For severe disease and where topical agents are ineffective, systemic agents should be considered and used with a detailed risk–benefit analysis, as each brings its own potential side effect profile. Systemic steroids are effective for short-term control but are not a long-term option and do not work well in DLE. Antimalarial agents are first line and include hydroxychloroquine, chloroquine and quinacrine (mepacrine). Other systemic treatments are methotrexate, mycophenolate mofetil, dapsone, systemic retinoids (isotretinoin, alitretionin, acitretin), thalidomide, lenalidomide, ciclosporin, cyclophosphamide and biologic agents. A stepwise algorithm progressing from topical to systemic agents is useful, but not all agents are available in every country.57 Combinations of systemic treatments are commonly used.

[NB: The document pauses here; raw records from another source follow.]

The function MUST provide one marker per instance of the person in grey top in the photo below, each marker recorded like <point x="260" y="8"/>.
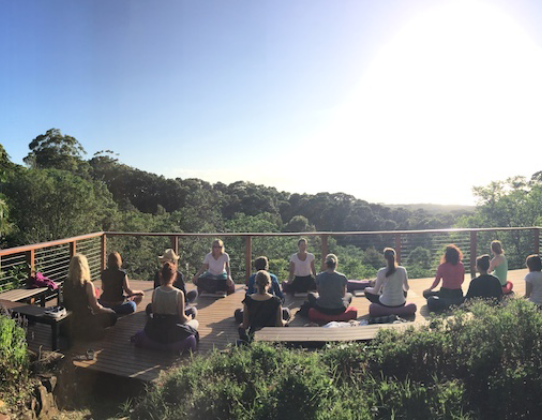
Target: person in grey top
<point x="332" y="297"/>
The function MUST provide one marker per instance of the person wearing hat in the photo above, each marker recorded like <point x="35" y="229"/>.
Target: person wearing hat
<point x="332" y="297"/>
<point x="215" y="273"/>
<point x="170" y="257"/>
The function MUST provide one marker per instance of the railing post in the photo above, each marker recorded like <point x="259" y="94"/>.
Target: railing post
<point x="174" y="244"/>
<point x="103" y="252"/>
<point x="325" y="250"/>
<point x="248" y="257"/>
<point x="30" y="262"/>
<point x="398" y="248"/>
<point x="473" y="246"/>
<point x="73" y="248"/>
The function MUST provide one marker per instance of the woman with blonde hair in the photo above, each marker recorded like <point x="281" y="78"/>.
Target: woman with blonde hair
<point x="302" y="277"/>
<point x="89" y="318"/>
<point x="391" y="284"/>
<point x="499" y="266"/>
<point x="215" y="275"/>
<point x="452" y="273"/>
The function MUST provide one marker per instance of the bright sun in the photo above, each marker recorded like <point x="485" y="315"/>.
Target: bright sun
<point x="457" y="91"/>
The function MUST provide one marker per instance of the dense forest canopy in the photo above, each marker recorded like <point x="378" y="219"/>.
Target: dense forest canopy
<point x="59" y="194"/>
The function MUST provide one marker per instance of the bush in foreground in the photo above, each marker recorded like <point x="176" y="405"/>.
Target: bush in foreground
<point x="13" y="357"/>
<point x="485" y="365"/>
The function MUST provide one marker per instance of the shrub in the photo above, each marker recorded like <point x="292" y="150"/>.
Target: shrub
<point x="486" y="364"/>
<point x="13" y="356"/>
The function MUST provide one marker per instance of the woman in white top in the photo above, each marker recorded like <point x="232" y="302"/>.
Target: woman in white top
<point x="215" y="275"/>
<point x="302" y="270"/>
<point x="391" y="284"/>
<point x="168" y="308"/>
<point x="533" y="280"/>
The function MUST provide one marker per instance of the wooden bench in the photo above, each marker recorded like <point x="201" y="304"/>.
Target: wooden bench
<point x="37" y="314"/>
<point x="316" y="337"/>
<point x="40" y="293"/>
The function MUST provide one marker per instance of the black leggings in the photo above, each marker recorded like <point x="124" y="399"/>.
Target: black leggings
<point x="313" y="302"/>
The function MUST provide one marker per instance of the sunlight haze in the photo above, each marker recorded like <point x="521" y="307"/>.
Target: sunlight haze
<point x="392" y="103"/>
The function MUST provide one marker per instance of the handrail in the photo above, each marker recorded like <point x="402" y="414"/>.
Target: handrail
<point x="397" y="237"/>
<point x="26" y="248"/>
<point x="320" y="233"/>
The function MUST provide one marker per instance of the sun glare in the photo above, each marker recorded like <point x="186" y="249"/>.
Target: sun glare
<point x="456" y="91"/>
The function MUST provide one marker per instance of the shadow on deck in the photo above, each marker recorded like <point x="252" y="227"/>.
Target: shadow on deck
<point x="116" y="355"/>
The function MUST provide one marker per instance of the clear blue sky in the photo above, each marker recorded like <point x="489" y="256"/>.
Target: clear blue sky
<point x="253" y="90"/>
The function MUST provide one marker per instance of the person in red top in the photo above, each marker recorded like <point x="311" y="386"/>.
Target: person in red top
<point x="452" y="273"/>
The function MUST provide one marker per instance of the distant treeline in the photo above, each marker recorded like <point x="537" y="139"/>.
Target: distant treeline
<point x="59" y="194"/>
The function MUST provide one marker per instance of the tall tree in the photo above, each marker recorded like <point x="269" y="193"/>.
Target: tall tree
<point x="54" y="150"/>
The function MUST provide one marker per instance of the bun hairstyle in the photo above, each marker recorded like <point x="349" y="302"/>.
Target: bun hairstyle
<point x="263" y="280"/>
<point x="496" y="247"/>
<point x="331" y="261"/>
<point x="261" y="263"/>
<point x="167" y="273"/>
<point x="389" y="255"/>
<point x="534" y="262"/>
<point x="217" y="243"/>
<point x="114" y="260"/>
<point x="482" y="262"/>
<point x="452" y="255"/>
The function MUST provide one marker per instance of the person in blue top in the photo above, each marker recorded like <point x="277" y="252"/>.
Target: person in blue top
<point x="261" y="263"/>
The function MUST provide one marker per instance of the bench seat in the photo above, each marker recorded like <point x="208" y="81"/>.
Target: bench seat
<point x="315" y="337"/>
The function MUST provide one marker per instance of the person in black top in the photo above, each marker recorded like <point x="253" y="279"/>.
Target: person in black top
<point x="485" y="286"/>
<point x="170" y="257"/>
<point x="261" y="309"/>
<point x="117" y="293"/>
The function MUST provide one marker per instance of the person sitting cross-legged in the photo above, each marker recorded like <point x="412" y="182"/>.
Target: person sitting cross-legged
<point x="533" y="280"/>
<point x="261" y="263"/>
<point x="117" y="293"/>
<point x="261" y="309"/>
<point x="485" y="286"/>
<point x="168" y="319"/>
<point x="331" y="285"/>
<point x="170" y="257"/>
<point x="452" y="273"/>
<point x="391" y="285"/>
<point x="215" y="274"/>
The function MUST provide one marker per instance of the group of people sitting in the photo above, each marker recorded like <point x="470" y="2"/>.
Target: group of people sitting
<point x="172" y="317"/>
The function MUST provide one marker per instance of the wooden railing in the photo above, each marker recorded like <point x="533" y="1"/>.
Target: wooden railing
<point x="52" y="258"/>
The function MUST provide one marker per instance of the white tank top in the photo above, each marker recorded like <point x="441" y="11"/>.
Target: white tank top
<point x="393" y="293"/>
<point x="302" y="268"/>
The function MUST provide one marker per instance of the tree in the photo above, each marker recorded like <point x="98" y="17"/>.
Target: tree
<point x="48" y="204"/>
<point x="54" y="150"/>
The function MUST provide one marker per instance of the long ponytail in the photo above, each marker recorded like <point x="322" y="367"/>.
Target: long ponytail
<point x="389" y="255"/>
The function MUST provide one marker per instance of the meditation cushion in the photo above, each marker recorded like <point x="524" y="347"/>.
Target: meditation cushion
<point x="320" y="318"/>
<point x="376" y="310"/>
<point x="141" y="339"/>
<point x="354" y="285"/>
<point x="506" y="290"/>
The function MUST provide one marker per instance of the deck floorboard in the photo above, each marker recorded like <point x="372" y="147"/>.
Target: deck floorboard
<point x="115" y="354"/>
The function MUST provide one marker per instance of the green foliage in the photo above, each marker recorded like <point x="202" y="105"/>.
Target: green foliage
<point x="484" y="366"/>
<point x="13" y="357"/>
<point x="48" y="204"/>
<point x="54" y="150"/>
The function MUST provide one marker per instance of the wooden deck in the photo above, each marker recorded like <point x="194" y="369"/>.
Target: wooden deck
<point x="116" y="355"/>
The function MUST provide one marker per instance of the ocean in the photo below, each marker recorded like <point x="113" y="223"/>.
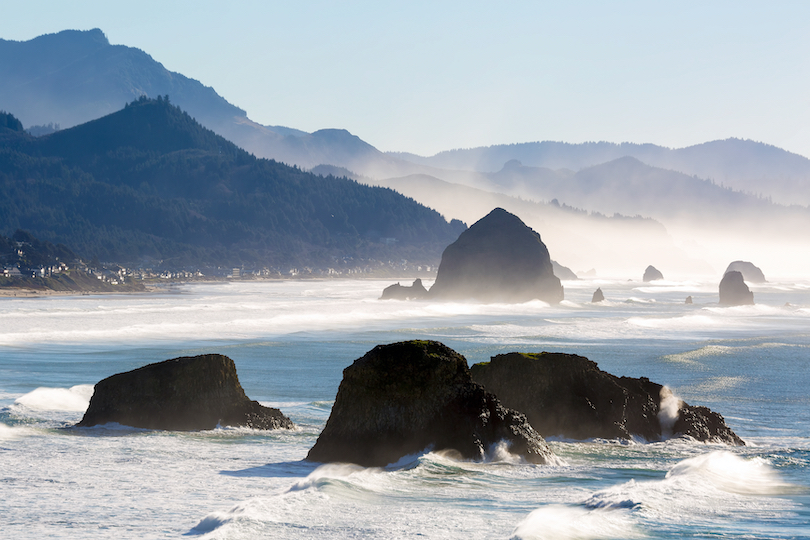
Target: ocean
<point x="291" y="340"/>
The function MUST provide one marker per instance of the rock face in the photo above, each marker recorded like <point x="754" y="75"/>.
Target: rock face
<point x="750" y="272"/>
<point x="652" y="274"/>
<point x="569" y="396"/>
<point x="498" y="259"/>
<point x="183" y="394"/>
<point x="734" y="291"/>
<point x="402" y="398"/>
<point x="563" y="272"/>
<point x="401" y="292"/>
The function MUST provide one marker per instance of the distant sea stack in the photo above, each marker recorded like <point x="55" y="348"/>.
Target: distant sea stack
<point x="734" y="291"/>
<point x="568" y="395"/>
<point x="498" y="259"/>
<point x="750" y="272"/>
<point x="652" y="274"/>
<point x="184" y="394"/>
<point x="404" y="398"/>
<point x="403" y="292"/>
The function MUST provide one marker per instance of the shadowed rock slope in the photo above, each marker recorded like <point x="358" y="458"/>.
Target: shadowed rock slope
<point x="568" y="395"/>
<point x="403" y="398"/>
<point x="498" y="259"/>
<point x="183" y="394"/>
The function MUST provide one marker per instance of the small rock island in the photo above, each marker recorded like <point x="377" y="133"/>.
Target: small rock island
<point x="568" y="395"/>
<point x="403" y="398"/>
<point x="184" y="394"/>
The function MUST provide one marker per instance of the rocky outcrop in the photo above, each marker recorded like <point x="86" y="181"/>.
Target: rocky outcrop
<point x="403" y="398"/>
<point x="498" y="259"/>
<point x="652" y="274"/>
<point x="183" y="394"/>
<point x="569" y="396"/>
<point x="563" y="272"/>
<point x="750" y="272"/>
<point x="402" y="292"/>
<point x="734" y="291"/>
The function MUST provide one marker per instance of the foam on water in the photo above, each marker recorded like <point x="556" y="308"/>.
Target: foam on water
<point x="559" y="522"/>
<point x="74" y="399"/>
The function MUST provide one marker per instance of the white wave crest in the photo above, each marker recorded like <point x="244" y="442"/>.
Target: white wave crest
<point x="74" y="399"/>
<point x="558" y="522"/>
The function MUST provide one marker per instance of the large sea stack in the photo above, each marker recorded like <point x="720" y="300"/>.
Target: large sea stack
<point x="183" y="394"/>
<point x="498" y="259"/>
<point x="403" y="398"/>
<point x="734" y="291"/>
<point x="749" y="270"/>
<point x="568" y="395"/>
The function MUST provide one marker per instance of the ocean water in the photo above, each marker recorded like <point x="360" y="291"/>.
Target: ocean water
<point x="291" y="341"/>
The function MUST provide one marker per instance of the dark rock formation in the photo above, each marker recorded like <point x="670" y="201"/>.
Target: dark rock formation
<point x="498" y="259"/>
<point x="563" y="272"/>
<point x="183" y="394"/>
<point x="402" y="398"/>
<point x="401" y="292"/>
<point x="750" y="272"/>
<point x="734" y="291"/>
<point x="652" y="274"/>
<point x="569" y="396"/>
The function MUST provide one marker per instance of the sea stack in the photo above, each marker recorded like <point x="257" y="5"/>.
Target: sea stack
<point x="498" y="259"/>
<point x="568" y="395"/>
<point x="404" y="398"/>
<point x="734" y="291"/>
<point x="183" y="394"/>
<point x="652" y="274"/>
<point x="750" y="272"/>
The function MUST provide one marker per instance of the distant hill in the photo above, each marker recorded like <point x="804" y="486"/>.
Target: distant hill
<point x="744" y="165"/>
<point x="149" y="182"/>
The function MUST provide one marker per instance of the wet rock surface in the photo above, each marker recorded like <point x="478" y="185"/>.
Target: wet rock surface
<point x="569" y="396"/>
<point x="403" y="398"/>
<point x="182" y="394"/>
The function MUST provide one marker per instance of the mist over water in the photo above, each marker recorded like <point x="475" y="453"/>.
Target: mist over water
<point x="291" y="341"/>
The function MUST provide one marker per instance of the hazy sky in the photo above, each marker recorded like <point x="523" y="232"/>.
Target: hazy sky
<point x="430" y="76"/>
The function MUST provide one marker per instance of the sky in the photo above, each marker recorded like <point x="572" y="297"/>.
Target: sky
<point x="424" y="77"/>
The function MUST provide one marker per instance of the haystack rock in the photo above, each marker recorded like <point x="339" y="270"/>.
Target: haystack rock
<point x="734" y="291"/>
<point x="750" y="272"/>
<point x="569" y="396"/>
<point x="403" y="292"/>
<point x="403" y="398"/>
<point x="183" y="394"/>
<point x="498" y="259"/>
<point x="652" y="274"/>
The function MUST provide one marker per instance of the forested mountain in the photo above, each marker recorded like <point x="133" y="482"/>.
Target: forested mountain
<point x="150" y="182"/>
<point x="744" y="165"/>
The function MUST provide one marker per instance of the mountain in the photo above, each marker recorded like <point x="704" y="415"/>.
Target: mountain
<point x="743" y="165"/>
<point x="149" y="182"/>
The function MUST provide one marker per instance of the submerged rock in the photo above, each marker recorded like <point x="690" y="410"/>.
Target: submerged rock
<point x="568" y="395"/>
<point x="563" y="272"/>
<point x="183" y="394"/>
<point x="750" y="272"/>
<point x="498" y="259"/>
<point x="734" y="291"/>
<point x="652" y="274"/>
<point x="402" y="292"/>
<point x="402" y="398"/>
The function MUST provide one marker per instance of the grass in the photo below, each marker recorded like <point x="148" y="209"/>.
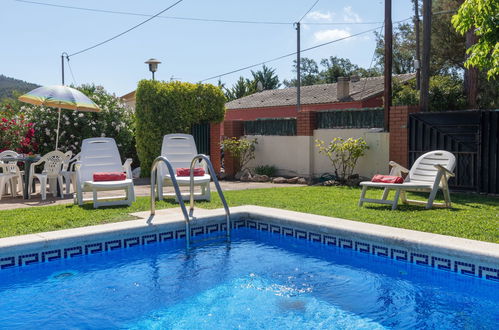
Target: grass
<point x="472" y="216"/>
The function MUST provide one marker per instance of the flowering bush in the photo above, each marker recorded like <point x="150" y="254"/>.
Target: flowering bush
<point x="114" y="120"/>
<point x="16" y="133"/>
<point x="343" y="154"/>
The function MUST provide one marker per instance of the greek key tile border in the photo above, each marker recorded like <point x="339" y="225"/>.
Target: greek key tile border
<point x="366" y="247"/>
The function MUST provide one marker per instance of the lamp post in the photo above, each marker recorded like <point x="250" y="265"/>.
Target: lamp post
<point x="153" y="65"/>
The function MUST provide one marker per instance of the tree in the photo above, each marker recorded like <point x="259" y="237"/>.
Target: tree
<point x="244" y="86"/>
<point x="482" y="17"/>
<point x="335" y="67"/>
<point x="404" y="45"/>
<point x="309" y="73"/>
<point x="267" y="77"/>
<point x="239" y="89"/>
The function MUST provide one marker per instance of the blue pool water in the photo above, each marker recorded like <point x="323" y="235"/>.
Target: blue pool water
<point x="259" y="280"/>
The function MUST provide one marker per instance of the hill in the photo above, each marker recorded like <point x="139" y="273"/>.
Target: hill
<point x="8" y="85"/>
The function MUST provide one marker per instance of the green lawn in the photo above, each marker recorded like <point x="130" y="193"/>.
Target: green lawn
<point x="472" y="216"/>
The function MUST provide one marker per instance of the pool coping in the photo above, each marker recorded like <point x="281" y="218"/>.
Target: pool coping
<point x="464" y="256"/>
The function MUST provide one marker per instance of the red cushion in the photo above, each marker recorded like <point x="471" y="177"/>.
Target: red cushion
<point x="387" y="179"/>
<point x="182" y="171"/>
<point x="109" y="176"/>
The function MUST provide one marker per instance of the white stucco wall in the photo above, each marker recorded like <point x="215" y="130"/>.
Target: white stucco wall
<point x="289" y="154"/>
<point x="375" y="161"/>
<point x="298" y="156"/>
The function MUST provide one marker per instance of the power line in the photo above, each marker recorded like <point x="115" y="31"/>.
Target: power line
<point x="124" y="32"/>
<point x="308" y="11"/>
<point x="199" y="19"/>
<point x="294" y="53"/>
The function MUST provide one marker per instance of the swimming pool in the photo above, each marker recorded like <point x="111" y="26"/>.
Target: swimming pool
<point x="259" y="280"/>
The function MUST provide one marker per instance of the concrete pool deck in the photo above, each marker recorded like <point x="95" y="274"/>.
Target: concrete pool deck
<point x="142" y="188"/>
<point x="452" y="254"/>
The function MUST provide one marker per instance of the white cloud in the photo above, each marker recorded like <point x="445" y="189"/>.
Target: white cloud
<point x="350" y="16"/>
<point x="320" y="16"/>
<point x="330" y="35"/>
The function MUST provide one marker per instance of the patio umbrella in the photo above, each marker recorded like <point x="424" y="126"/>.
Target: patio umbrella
<point x="61" y="97"/>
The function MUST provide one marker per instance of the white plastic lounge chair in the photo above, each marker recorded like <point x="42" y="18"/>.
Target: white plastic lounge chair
<point x="51" y="173"/>
<point x="429" y="173"/>
<point x="102" y="155"/>
<point x="5" y="179"/>
<point x="180" y="149"/>
<point x="14" y="181"/>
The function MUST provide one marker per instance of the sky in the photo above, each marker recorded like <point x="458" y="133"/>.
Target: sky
<point x="34" y="36"/>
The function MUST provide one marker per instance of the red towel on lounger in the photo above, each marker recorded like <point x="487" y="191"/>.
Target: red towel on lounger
<point x="109" y="176"/>
<point x="182" y="171"/>
<point x="387" y="179"/>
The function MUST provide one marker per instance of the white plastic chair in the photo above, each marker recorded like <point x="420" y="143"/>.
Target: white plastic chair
<point x="429" y="173"/>
<point x="102" y="155"/>
<point x="180" y="149"/>
<point x="51" y="173"/>
<point x="5" y="179"/>
<point x="68" y="173"/>
<point x="14" y="181"/>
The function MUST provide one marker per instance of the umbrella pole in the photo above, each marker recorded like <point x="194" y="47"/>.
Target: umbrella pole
<point x="58" y="124"/>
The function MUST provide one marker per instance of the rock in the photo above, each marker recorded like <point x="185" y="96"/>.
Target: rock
<point x="331" y="183"/>
<point x="246" y="176"/>
<point x="302" y="181"/>
<point x="260" y="178"/>
<point x="279" y="179"/>
<point x="136" y="173"/>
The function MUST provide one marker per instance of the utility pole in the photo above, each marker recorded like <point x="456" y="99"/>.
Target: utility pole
<point x="62" y="66"/>
<point x="388" y="62"/>
<point x="471" y="75"/>
<point x="424" y="93"/>
<point x="298" y="72"/>
<point x="417" y="62"/>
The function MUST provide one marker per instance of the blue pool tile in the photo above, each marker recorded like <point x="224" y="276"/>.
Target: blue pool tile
<point x="51" y="255"/>
<point x="73" y="251"/>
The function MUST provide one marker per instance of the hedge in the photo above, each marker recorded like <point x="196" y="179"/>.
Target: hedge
<point x="171" y="107"/>
<point x="114" y="120"/>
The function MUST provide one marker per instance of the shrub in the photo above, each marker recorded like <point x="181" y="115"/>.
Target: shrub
<point x="114" y="120"/>
<point x="165" y="108"/>
<point x="16" y="133"/>
<point x="446" y="93"/>
<point x="343" y="154"/>
<point x="268" y="170"/>
<point x="243" y="150"/>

Intravenous immunoglobulins may be beneficial with several studies supporting their use71–74 and in pediatric disease.75

The role of biologic therapies in the management of CLE is uncertain but an area of interest and current research. Potential targets include the B cell (rituximab and belimumab), the T cell (CTLA4-Ig), transcription factors involved in immune cell development (thalidomide derivatives), the plasmacytoid dendritic cell, JAK/stat pathway inhibition or cytokine inhibition including interferon-α (sifalimumab, anifrolumab), IL-6 (sirukumab, tocilizumab) and IL-12/23 (ustekinumab).76

Other interventions for cutaneous lupus

Phototherapy (UV light-1 and lasers)

It seems counterintuitive that light may be used to treat a light-sensitive disorder, and the exact mode of action is uncertain. Low-dose long-wave UVA (340–400 nm) may be effective in SLE as it has immunomodulatory effects77 and has been used successfully in two cases of DLE.78 There are case reports of the use of pulsed dye lasers (585–595 nm) in the treatment of CLE (DLE, SCLE and tumid lupus) in adults79–81 and DLE in a child,82 but this modality of treatment is not routine.

Cryotherapy

There is one case report of the use of cryotherapy to treat DLE on the arms, shoulders and back that had not responded to systemic steroids, antimalarials, azathioprine, dapsone and etretinate.83

Psychological intervention

It is important not to forget the benefit of simple measures such as the use of wigs in extreme alopecia and cosmetic camouflage to hide facial scarring given the potential for profound psychological disturbance.44,45 In the presence of significant psychological distress or depression, referral to psychology or psychiatry would be appropriate.

Conclusion

Although the dermatologist is often the key health professional in making the diagnosis of CLE, this review demonstrates the multidisciplinary nature of this disorder. CLE intersects with many disciplines including epidemiology, general medicine, nephrology, rheumatology, family medicine, basic sciences, pharmacology, psychiatry and psychology. Patients expect the best outcome possible for this disorder so close cooperation in the setting of a combined multidisciplinary clinic provides the optimum setting to manage these often complex patients.